- Location of Advance, Ohio
- Coordinates: 41°38′26″N 84°06′45″W﻿ / ﻿41.640575°N 84.112451°W
- Country: United States
- State: Ohio
- County: Fulton
- Township: Junction of Dover, Chesterfield, and Pike Townships
- Established: Unincorporated

Government
- • Type: Unincorporated
- Time zone: UTC-5 (Eastern (EST))
- • Summer (DST): UTC-4 (EDT)
- ZIP codes: 43567
- Area codes: 419 and 567

= Advance, Ohio =

Advance is an unincorporated community at the junction of Dover, Chesterfield, and Pike Townships, in Fulton County, Ohio, United States, which is also the junction of County Road M and County Road 13.

==History==
Advance had a United States Post Office that operated between 1893 and 1901.

Today, Advance remains a community recognized on county maps including the county Fire Districts map, and the county Tornado Sirens map.
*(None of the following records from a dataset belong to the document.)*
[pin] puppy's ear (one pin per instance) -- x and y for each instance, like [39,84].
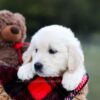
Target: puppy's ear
[27,56]
[75,56]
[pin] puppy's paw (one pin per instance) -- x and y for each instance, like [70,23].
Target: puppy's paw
[25,72]
[70,82]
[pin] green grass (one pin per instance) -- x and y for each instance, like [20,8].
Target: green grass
[92,63]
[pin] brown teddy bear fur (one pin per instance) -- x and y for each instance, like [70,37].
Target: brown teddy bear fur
[12,31]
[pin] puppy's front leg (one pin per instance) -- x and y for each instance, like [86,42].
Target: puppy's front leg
[72,79]
[25,72]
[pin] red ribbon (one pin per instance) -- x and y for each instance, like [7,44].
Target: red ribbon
[18,47]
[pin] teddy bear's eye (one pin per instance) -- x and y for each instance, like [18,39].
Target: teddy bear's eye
[36,50]
[51,51]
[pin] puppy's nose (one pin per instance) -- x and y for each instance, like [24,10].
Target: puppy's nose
[14,30]
[38,66]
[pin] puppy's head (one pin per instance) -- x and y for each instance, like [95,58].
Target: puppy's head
[54,50]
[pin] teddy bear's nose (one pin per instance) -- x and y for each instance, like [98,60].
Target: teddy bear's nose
[14,30]
[38,66]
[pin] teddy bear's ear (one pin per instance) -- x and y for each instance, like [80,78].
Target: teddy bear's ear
[75,56]
[27,56]
[20,16]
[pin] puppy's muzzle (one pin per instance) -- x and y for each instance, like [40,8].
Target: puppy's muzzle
[38,66]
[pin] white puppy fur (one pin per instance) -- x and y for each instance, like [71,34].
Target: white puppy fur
[60,53]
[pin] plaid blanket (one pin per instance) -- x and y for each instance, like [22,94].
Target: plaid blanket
[38,88]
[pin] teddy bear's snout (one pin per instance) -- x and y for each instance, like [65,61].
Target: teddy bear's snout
[14,30]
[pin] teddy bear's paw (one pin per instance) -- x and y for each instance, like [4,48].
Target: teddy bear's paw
[70,82]
[25,73]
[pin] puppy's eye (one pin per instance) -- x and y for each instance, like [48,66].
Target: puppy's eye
[51,51]
[36,50]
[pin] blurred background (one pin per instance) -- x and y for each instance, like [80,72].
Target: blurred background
[82,16]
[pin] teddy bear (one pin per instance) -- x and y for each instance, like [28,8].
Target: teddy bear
[12,45]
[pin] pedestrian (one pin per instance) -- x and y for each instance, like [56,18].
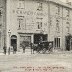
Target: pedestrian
[14,49]
[4,50]
[23,45]
[9,51]
[50,47]
[32,50]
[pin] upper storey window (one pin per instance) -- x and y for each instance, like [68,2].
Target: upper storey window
[40,6]
[21,4]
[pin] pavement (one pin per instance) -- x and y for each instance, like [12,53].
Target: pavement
[57,61]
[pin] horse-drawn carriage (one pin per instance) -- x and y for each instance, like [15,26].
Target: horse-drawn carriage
[43,47]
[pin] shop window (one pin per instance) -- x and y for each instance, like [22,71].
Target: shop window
[57,42]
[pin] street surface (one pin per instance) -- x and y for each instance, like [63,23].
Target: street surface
[27,62]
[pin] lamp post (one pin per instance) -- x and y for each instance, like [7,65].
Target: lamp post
[9,32]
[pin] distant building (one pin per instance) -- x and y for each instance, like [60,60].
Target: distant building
[30,20]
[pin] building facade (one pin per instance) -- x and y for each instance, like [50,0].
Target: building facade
[31,20]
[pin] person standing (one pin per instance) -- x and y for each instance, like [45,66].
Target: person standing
[4,50]
[14,49]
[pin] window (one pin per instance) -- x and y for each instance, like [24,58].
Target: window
[39,25]
[0,13]
[39,6]
[57,42]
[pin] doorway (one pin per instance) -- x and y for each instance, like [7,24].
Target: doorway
[68,42]
[14,41]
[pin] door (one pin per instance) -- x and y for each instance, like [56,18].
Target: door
[14,41]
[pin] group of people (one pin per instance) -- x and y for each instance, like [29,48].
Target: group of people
[23,45]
The tornado siren is located a few yards east of the junction in Pike Township, and serves residents and visitors of all three townships that meet in Advance.

Lyons Fire and EMS, located in Royalton Township, serves most of the residents and visitors of the community that are located north in Chesterfield and east in Pike Township, while Wauseon Fire and EMS serves the territory in the southwest quadrant of the junction in Dover Township.

The Village of Lyons also furnishes water to the large campground in Advance.

==Attractions==

A private 115 acre campground with 800 campsites and a small golf course is located in Chesterfield Township, northeast of the junction.